More than 1 year has passed since last update.

pickleファイルの中身をVSCode上で確認しよう ~ vscode-pydata-viewerを使いこなす ~

Last updated at 2024-01-09Posted at 2023-07-27

Abstract

pickleで保存したバイナリファイルやPytorchのパラメータの情報を保存したバイナリファイルは、通常はVSCodeから中身を確認できません。

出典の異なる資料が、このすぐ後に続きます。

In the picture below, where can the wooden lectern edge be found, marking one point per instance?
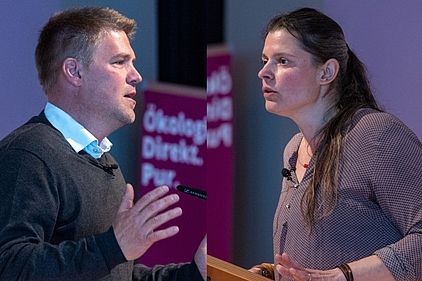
(219, 270)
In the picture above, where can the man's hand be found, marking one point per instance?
(134, 225)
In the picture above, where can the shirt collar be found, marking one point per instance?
(75, 134)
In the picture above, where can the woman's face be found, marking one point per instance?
(290, 81)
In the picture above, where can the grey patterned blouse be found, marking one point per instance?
(379, 206)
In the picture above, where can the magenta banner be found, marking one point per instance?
(219, 152)
(173, 152)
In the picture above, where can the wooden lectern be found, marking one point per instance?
(219, 270)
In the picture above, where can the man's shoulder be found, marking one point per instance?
(36, 134)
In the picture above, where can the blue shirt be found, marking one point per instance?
(77, 136)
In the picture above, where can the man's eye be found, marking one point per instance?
(283, 61)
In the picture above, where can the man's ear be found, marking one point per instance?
(71, 71)
(328, 71)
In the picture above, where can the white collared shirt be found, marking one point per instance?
(77, 136)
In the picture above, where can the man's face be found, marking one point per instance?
(109, 83)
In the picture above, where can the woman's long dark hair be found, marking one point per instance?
(324, 39)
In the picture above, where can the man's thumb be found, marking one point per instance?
(127, 201)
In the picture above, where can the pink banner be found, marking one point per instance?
(219, 152)
(173, 153)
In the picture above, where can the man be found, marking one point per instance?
(66, 212)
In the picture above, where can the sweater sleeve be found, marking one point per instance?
(169, 272)
(29, 215)
(397, 178)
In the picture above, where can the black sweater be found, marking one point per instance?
(56, 212)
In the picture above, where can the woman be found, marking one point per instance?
(351, 204)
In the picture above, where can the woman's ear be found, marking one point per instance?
(328, 71)
(71, 71)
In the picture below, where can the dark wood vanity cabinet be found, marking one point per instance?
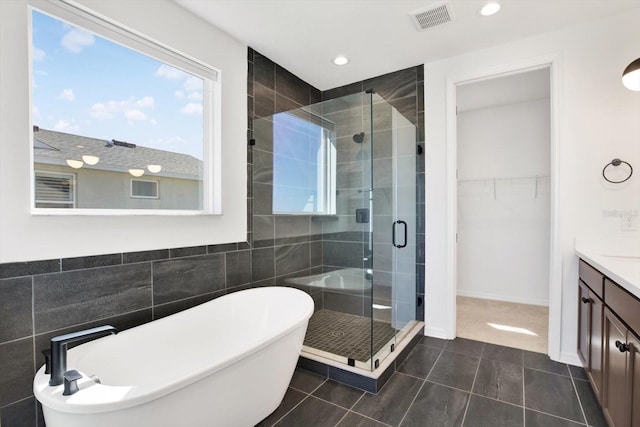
(608, 345)
(616, 403)
(590, 324)
(590, 336)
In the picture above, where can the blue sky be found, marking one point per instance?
(86, 85)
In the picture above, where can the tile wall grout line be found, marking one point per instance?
(422, 386)
(153, 303)
(524, 403)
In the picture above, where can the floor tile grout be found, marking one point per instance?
(420, 383)
(575, 390)
(555, 416)
(421, 387)
(464, 417)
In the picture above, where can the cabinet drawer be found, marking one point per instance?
(625, 305)
(592, 277)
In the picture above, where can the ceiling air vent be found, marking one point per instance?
(433, 15)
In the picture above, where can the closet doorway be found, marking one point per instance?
(504, 209)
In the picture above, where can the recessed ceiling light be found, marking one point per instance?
(490, 9)
(341, 60)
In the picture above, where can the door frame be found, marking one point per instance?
(555, 262)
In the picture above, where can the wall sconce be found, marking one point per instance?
(76, 164)
(631, 76)
(90, 160)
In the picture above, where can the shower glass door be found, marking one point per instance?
(345, 168)
(393, 293)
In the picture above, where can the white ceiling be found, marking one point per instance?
(378, 36)
(504, 90)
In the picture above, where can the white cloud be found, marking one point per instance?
(129, 108)
(191, 109)
(76, 40)
(146, 102)
(67, 95)
(169, 72)
(101, 111)
(135, 115)
(38, 54)
(68, 126)
(193, 83)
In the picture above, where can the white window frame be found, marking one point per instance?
(79, 15)
(62, 174)
(326, 173)
(136, 196)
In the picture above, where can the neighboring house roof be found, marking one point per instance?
(57, 147)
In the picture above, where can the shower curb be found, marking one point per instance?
(369, 383)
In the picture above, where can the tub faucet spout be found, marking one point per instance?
(59, 348)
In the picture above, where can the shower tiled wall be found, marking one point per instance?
(403, 90)
(40, 299)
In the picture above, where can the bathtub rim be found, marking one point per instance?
(51, 397)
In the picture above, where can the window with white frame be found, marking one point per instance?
(304, 164)
(143, 189)
(54, 190)
(109, 105)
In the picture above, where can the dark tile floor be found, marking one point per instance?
(450, 383)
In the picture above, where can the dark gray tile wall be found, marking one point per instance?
(44, 298)
(404, 90)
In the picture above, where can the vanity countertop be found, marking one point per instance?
(624, 269)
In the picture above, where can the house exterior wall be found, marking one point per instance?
(99, 189)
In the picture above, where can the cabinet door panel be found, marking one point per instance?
(584, 317)
(634, 377)
(595, 344)
(616, 391)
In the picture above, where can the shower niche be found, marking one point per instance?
(350, 165)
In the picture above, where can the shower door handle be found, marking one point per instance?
(393, 233)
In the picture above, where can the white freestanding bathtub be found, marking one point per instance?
(353, 280)
(227, 362)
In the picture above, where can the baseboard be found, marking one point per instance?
(505, 298)
(570, 358)
(436, 333)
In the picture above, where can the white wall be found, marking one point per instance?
(598, 119)
(25, 237)
(503, 224)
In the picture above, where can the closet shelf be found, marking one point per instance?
(502, 179)
(494, 180)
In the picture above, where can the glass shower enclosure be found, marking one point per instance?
(350, 165)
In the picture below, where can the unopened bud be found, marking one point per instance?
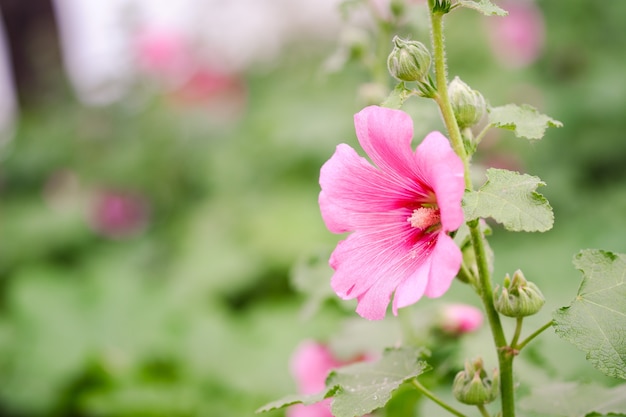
(409, 60)
(468, 105)
(472, 385)
(518, 297)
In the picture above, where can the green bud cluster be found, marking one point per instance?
(518, 297)
(468, 105)
(409, 60)
(473, 386)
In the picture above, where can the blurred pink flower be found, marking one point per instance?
(517, 39)
(205, 84)
(118, 214)
(163, 53)
(460, 318)
(400, 213)
(310, 365)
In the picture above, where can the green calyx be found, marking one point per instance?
(409, 60)
(468, 105)
(473, 386)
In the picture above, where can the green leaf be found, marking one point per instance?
(297, 399)
(525, 121)
(510, 199)
(366, 386)
(575, 400)
(484, 6)
(397, 97)
(595, 321)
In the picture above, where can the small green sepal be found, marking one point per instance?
(473, 386)
(468, 105)
(409, 60)
(518, 297)
(441, 6)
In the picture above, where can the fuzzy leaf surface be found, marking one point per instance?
(510, 199)
(364, 387)
(484, 6)
(595, 321)
(297, 399)
(525, 121)
(576, 400)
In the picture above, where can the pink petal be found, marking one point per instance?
(445, 261)
(370, 265)
(443, 170)
(385, 135)
(351, 186)
(412, 288)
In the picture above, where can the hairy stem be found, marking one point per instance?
(485, 289)
(521, 345)
(505, 356)
(518, 331)
(427, 393)
(442, 98)
(483, 411)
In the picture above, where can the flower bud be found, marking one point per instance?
(468, 105)
(518, 297)
(409, 60)
(472, 386)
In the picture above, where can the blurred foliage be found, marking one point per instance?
(194, 314)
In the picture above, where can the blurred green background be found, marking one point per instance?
(180, 304)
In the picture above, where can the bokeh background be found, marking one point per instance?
(161, 249)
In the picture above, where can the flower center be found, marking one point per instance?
(424, 218)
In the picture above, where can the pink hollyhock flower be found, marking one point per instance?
(310, 365)
(517, 39)
(460, 318)
(118, 214)
(399, 213)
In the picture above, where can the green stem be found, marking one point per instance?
(483, 410)
(505, 356)
(482, 134)
(518, 331)
(465, 275)
(436, 399)
(532, 336)
(442, 98)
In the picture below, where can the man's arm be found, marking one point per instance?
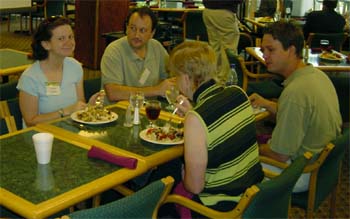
(116, 92)
(265, 150)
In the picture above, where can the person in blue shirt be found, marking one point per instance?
(52, 87)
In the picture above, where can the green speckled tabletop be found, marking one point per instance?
(115, 133)
(69, 168)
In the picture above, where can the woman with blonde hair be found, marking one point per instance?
(220, 148)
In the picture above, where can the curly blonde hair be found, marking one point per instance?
(194, 58)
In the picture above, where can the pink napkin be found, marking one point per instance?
(99, 153)
(184, 212)
(263, 138)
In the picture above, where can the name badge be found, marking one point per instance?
(145, 74)
(53, 88)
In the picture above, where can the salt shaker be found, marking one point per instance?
(128, 116)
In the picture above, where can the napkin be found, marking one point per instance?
(99, 153)
(263, 138)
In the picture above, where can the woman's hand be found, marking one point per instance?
(165, 85)
(93, 98)
(258, 101)
(184, 107)
(75, 107)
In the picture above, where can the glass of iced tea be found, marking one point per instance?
(153, 108)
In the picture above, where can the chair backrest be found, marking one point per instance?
(54, 7)
(234, 59)
(336, 40)
(193, 26)
(8, 90)
(15, 111)
(245, 40)
(91, 86)
(273, 199)
(329, 171)
(141, 204)
(7, 125)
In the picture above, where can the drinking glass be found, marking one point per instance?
(136, 100)
(324, 44)
(153, 108)
(171, 95)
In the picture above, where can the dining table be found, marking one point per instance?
(34, 190)
(313, 58)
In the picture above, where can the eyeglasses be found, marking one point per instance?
(134, 29)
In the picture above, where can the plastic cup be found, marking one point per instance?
(44, 177)
(43, 147)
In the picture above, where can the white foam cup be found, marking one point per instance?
(43, 147)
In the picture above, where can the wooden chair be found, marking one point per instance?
(268, 199)
(336, 40)
(141, 204)
(324, 179)
(243, 74)
(7, 125)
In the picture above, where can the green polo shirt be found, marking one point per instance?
(308, 115)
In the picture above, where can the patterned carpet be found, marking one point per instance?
(22, 42)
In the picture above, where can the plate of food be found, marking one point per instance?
(257, 110)
(332, 56)
(163, 135)
(94, 116)
(265, 19)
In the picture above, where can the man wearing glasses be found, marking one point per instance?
(136, 62)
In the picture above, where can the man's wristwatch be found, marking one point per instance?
(61, 112)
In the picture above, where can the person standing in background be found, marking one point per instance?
(222, 25)
(325, 21)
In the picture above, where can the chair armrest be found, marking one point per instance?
(282, 165)
(123, 190)
(208, 212)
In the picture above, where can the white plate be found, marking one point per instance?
(144, 136)
(324, 57)
(74, 116)
(258, 110)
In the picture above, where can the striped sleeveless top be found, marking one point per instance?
(233, 155)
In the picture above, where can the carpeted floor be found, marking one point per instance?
(22, 42)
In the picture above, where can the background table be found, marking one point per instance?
(13, 61)
(342, 66)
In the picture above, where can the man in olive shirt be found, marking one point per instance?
(307, 116)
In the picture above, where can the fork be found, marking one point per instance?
(168, 125)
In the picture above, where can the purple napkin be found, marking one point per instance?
(99, 153)
(184, 212)
(263, 138)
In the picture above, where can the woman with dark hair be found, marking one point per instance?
(53, 86)
(325, 21)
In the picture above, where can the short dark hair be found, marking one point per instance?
(143, 11)
(288, 33)
(331, 4)
(44, 33)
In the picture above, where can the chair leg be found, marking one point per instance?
(8, 22)
(96, 201)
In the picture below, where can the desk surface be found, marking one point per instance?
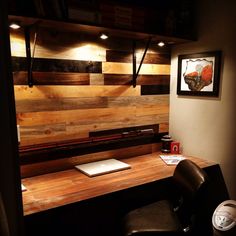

vscode-pydata-viewer はそんなお悩みを解決する拡張機能です。

図: 拡張機能を導入したことで保存したpickleファイルを確認している様子

とりあえずインストールするだけで十分に役に立つでしょう。
本記事では、この vscode-pydata-viewer を紹介して、表示をカスタマイズする方法まで紹介します。

環境

Python 3.10.4
Windows 10

機能紹介

Display Python data files in VSCode.

Numpy Files: .npz .npy
Pickle Files: .pkl .pck .pickle
Torch Files: .pth .pt .ckpt

つまり: Pythonで主に扱うバイナリファイルを閲覧することができる拡張機能

例えば、次のようなコードでpickleファイルを保存してみます。(冒頭の図のコードです。)

import pickle
import numpy as np

obj = {
    'str': 'Hello, World',
    'int': 12,
    'float': 0.125,
    'list': [
        1, 2, 3, 4, 5
    ],
    'tuple': (0, 1, 2, 3),
    'ndarray': np.arange(10)
}

with open('./data/test.pickle', mode = 'wb') as f:
    pickle.dump(obj, f)

その後、生成された test.pickle は拡張機能を入れていないと閲覧できませんが、拡張機能を導入すると...

図: test.pickle を閲覧している様子

なるほどなるほど～～～！！

python.exeのパスを通しておく必要があります。
特定のPythonインタープレターを指定したい場合は、設定からvscode-pydata-viewer.pythonPathで指定をしてください。

settings.json

{
    // 絶対パスで指定しなさいって公式には書かれている。
    "vscode-pydata-viewer.pythonPath": "C:/path/to/python.exe"    
}

How to work?

裏側でPythonファイルを動かしています。ファイルを実行して得られた標準出力を表示しているようです。
なのでnumpyを含むpickleファイルはnumpyがインストールされていないと動かないし、当然PyTorchのファイルもそうでしょう。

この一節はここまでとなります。